Academic Article on Paralympic Identity

Dale Stevenson

My teammate and colleague Dale Stevenson now has a Master’s Degree in Disability Studies from the University of Manitoba. In the process of obtaining it, Stevenson has contributed an excellent study of Paralympic identity, through the lense of masculinity, to sport and disability literature. Most importantly and invaluably, the author is a disabled athlete himself.

His thesis: Paralympic Masculinities: Media and self-representation of athletes at the 2008 Paralympic Summer Games explores how Beijing Paralympians portray themselves, and were portrayed by media during the Games.

The article reviews disability and gender literature, illustrating a tension between disability and masculinity. When a man is disabled or becomes disabled he loses access to many traditional masculine traits. This study suggests that sport is a tool to achieve or regain “hegemonic masculinity.”

Stevenson also touches on several important questions and discussions about Paralympic sport and the movement. Is there a hierarchy of worth where less disabled athletes are perceived to have a higher value? Are the Paralympics below or parallel to the Olympics? Why do Paralympians aspire to compete in the Olympics? Is sport a means to build and/or regain masculinity? Does the Paralympic movement empower or disempower athletes?

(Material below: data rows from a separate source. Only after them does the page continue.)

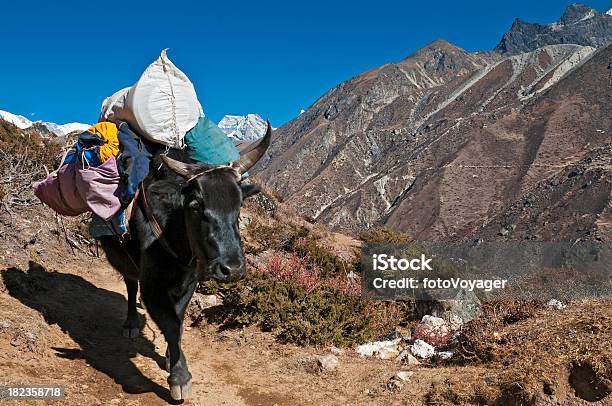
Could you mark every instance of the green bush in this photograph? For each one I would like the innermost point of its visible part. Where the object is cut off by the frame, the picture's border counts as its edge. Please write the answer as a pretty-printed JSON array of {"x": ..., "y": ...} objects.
[{"x": 322, "y": 316}]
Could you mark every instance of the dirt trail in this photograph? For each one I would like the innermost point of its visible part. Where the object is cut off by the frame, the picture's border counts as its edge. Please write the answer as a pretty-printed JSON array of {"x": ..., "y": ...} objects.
[{"x": 64, "y": 327}]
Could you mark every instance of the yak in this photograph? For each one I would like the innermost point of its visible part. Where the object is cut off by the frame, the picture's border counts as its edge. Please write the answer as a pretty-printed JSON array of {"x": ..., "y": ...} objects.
[{"x": 183, "y": 230}]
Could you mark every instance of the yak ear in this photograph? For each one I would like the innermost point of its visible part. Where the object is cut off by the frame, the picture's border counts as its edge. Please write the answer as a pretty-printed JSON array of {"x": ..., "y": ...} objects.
[
  {"x": 180, "y": 168},
  {"x": 249, "y": 190}
]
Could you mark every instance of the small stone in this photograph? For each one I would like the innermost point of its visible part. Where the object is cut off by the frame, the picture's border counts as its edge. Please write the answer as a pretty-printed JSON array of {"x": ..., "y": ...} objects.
[
  {"x": 327, "y": 362},
  {"x": 407, "y": 358},
  {"x": 209, "y": 301},
  {"x": 404, "y": 375},
  {"x": 422, "y": 350},
  {"x": 387, "y": 353},
  {"x": 555, "y": 304},
  {"x": 432, "y": 321},
  {"x": 371, "y": 348},
  {"x": 444, "y": 355},
  {"x": 336, "y": 351}
]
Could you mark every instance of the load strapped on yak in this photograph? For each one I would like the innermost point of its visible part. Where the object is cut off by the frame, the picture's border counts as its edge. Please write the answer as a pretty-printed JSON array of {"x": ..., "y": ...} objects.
[{"x": 102, "y": 172}]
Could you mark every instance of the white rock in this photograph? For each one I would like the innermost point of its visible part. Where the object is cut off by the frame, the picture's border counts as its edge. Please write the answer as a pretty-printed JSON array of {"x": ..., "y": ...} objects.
[
  {"x": 404, "y": 375},
  {"x": 336, "y": 351},
  {"x": 408, "y": 359},
  {"x": 443, "y": 355},
  {"x": 422, "y": 350},
  {"x": 555, "y": 304},
  {"x": 327, "y": 362},
  {"x": 387, "y": 353},
  {"x": 432, "y": 321},
  {"x": 369, "y": 349},
  {"x": 244, "y": 128}
]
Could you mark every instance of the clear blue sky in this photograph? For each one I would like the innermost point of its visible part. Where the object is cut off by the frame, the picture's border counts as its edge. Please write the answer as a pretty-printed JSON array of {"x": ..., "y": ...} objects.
[{"x": 60, "y": 59}]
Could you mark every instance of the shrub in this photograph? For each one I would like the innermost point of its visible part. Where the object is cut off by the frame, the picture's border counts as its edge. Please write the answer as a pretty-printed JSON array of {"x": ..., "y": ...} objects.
[
  {"x": 320, "y": 257},
  {"x": 23, "y": 159},
  {"x": 321, "y": 316}
]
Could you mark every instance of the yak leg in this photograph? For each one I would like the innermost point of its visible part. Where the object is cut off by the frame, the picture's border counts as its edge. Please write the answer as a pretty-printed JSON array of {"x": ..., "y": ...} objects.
[
  {"x": 181, "y": 301},
  {"x": 162, "y": 307},
  {"x": 131, "y": 327}
]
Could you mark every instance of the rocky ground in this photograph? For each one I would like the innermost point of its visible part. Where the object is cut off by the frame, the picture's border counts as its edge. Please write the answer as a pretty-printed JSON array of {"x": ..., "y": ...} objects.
[{"x": 61, "y": 311}]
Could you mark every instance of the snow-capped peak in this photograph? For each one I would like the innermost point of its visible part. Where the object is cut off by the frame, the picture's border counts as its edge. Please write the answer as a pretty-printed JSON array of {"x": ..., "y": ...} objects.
[
  {"x": 244, "y": 128},
  {"x": 57, "y": 129},
  {"x": 18, "y": 121}
]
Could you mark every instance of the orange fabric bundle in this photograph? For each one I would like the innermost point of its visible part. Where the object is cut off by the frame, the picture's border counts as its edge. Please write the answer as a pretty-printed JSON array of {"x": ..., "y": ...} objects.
[{"x": 108, "y": 132}]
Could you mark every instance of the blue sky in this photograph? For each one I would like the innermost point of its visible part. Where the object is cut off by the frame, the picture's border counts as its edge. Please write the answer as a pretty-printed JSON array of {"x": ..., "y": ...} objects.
[{"x": 60, "y": 59}]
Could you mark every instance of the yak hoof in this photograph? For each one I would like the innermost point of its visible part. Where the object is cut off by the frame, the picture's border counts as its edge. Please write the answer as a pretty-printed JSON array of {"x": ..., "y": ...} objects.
[
  {"x": 181, "y": 392},
  {"x": 131, "y": 332}
]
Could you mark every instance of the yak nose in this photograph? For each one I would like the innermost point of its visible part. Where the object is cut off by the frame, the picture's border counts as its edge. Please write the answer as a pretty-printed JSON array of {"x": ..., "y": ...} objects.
[{"x": 229, "y": 271}]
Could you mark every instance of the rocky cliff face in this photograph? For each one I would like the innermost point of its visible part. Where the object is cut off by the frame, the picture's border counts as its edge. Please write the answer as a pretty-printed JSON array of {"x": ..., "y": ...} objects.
[
  {"x": 578, "y": 25},
  {"x": 441, "y": 144}
]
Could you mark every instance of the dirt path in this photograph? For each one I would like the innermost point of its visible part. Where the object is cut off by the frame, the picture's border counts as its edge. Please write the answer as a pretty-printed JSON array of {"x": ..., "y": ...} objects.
[{"x": 64, "y": 327}]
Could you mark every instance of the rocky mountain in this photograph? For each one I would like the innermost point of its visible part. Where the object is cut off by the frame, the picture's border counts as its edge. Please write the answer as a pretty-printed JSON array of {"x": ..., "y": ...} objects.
[
  {"x": 444, "y": 143},
  {"x": 244, "y": 128},
  {"x": 578, "y": 25},
  {"x": 41, "y": 126}
]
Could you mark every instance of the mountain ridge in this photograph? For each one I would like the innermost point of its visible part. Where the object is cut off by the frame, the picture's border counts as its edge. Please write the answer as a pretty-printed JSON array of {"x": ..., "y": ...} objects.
[{"x": 377, "y": 149}]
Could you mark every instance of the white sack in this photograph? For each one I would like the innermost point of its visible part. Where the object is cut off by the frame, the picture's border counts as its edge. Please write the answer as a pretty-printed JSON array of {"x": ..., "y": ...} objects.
[{"x": 162, "y": 106}]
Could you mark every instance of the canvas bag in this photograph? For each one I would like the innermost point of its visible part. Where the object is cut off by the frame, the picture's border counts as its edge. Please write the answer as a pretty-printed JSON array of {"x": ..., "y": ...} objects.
[
  {"x": 74, "y": 189},
  {"x": 162, "y": 106}
]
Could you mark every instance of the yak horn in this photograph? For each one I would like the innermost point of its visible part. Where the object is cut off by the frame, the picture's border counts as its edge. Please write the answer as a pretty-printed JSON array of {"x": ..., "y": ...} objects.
[{"x": 250, "y": 158}]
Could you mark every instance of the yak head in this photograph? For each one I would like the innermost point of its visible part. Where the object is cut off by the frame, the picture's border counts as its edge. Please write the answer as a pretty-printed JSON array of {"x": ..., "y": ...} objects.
[{"x": 212, "y": 198}]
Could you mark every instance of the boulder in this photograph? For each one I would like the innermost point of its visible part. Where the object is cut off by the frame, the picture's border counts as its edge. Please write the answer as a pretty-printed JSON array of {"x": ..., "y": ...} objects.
[
  {"x": 422, "y": 350},
  {"x": 327, "y": 362}
]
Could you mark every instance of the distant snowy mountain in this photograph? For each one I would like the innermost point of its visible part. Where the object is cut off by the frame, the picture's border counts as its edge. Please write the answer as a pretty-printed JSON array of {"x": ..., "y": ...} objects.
[
  {"x": 57, "y": 129},
  {"x": 244, "y": 128}
]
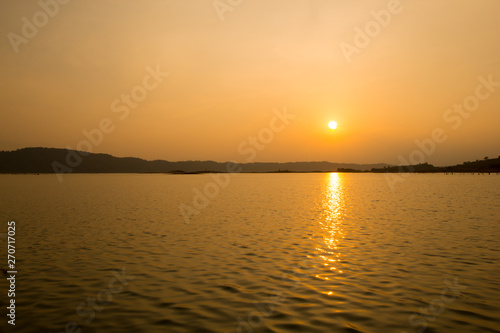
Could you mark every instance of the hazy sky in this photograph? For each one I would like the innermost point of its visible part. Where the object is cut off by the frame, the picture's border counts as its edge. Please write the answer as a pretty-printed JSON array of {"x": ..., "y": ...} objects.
[{"x": 230, "y": 66}]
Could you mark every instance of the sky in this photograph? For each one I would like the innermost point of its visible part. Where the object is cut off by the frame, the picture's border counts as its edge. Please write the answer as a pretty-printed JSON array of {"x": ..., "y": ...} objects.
[{"x": 253, "y": 80}]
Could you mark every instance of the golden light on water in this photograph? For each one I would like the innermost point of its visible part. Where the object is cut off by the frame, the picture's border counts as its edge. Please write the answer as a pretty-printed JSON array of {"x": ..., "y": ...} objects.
[{"x": 331, "y": 223}]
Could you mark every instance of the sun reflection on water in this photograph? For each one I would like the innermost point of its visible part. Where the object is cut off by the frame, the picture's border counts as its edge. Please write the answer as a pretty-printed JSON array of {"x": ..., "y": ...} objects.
[{"x": 333, "y": 207}]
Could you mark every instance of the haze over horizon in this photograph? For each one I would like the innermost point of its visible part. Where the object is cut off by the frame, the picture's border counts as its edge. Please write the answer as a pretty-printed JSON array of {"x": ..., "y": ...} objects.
[{"x": 228, "y": 78}]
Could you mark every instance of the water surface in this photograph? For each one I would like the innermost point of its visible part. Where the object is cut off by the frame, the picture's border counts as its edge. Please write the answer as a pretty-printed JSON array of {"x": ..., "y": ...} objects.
[{"x": 269, "y": 253}]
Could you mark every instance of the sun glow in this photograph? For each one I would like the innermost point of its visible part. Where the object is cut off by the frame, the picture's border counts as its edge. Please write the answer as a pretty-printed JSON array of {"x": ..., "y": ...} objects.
[{"x": 332, "y": 125}]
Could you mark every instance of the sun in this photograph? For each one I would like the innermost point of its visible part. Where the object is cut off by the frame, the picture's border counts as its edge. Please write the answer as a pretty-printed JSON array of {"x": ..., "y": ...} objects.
[{"x": 333, "y": 125}]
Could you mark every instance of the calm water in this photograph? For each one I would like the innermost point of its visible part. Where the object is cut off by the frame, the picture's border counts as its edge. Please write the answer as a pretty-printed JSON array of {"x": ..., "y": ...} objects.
[{"x": 270, "y": 253}]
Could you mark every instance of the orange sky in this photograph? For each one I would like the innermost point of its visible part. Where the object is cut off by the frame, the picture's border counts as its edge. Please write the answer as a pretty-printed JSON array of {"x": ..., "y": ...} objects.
[{"x": 225, "y": 78}]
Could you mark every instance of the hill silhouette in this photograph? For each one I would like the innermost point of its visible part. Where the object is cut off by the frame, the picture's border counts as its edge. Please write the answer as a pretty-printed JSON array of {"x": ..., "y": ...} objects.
[
  {"x": 51, "y": 160},
  {"x": 486, "y": 165}
]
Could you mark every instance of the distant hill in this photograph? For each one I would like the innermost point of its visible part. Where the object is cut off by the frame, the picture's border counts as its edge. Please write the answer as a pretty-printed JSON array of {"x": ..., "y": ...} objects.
[
  {"x": 480, "y": 166},
  {"x": 50, "y": 160}
]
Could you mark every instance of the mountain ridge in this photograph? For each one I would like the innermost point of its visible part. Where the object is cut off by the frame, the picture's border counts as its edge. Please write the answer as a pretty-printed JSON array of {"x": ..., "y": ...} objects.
[{"x": 58, "y": 160}]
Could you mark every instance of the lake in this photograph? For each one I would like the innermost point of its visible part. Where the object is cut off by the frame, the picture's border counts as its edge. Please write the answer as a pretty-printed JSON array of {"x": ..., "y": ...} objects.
[{"x": 254, "y": 253}]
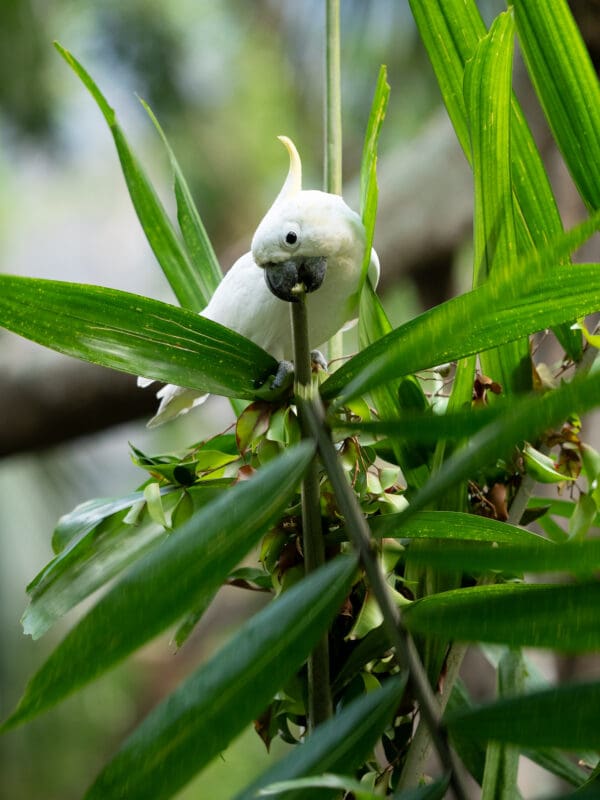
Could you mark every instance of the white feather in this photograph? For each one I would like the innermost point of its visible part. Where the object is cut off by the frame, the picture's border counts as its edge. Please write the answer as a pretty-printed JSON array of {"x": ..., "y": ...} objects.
[{"x": 326, "y": 227}]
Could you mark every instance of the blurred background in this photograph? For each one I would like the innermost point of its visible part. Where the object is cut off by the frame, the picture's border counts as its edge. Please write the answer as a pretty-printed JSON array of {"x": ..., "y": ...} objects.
[{"x": 224, "y": 79}]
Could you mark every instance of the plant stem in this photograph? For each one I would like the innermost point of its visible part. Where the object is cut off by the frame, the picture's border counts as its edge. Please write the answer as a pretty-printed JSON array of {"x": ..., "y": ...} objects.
[
  {"x": 332, "y": 178},
  {"x": 404, "y": 647},
  {"x": 333, "y": 100},
  {"x": 320, "y": 705}
]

I am not as steeped in gender studies as Stevenson and the authors he references – my academic understanding of masculinity is limited. This in mind, it appears that several characteristics of hegemonic masculinity are also traits of sport excellence, which can be displayed by both men and women. Mental and physical strength, control of emotions and controlled aggression are all skills that high performance athletes learn to help them win, not to establish gender dominance. This could help explain why so many female athletes in Stevenson’s study are described using so called masculine language. I would offer that the line between hegemonic masculine language, and language describing excellence in sport is quite blurred. The social, cultural and political causes and implications of such a linguistic similarity are what make Stevenson’s work so important.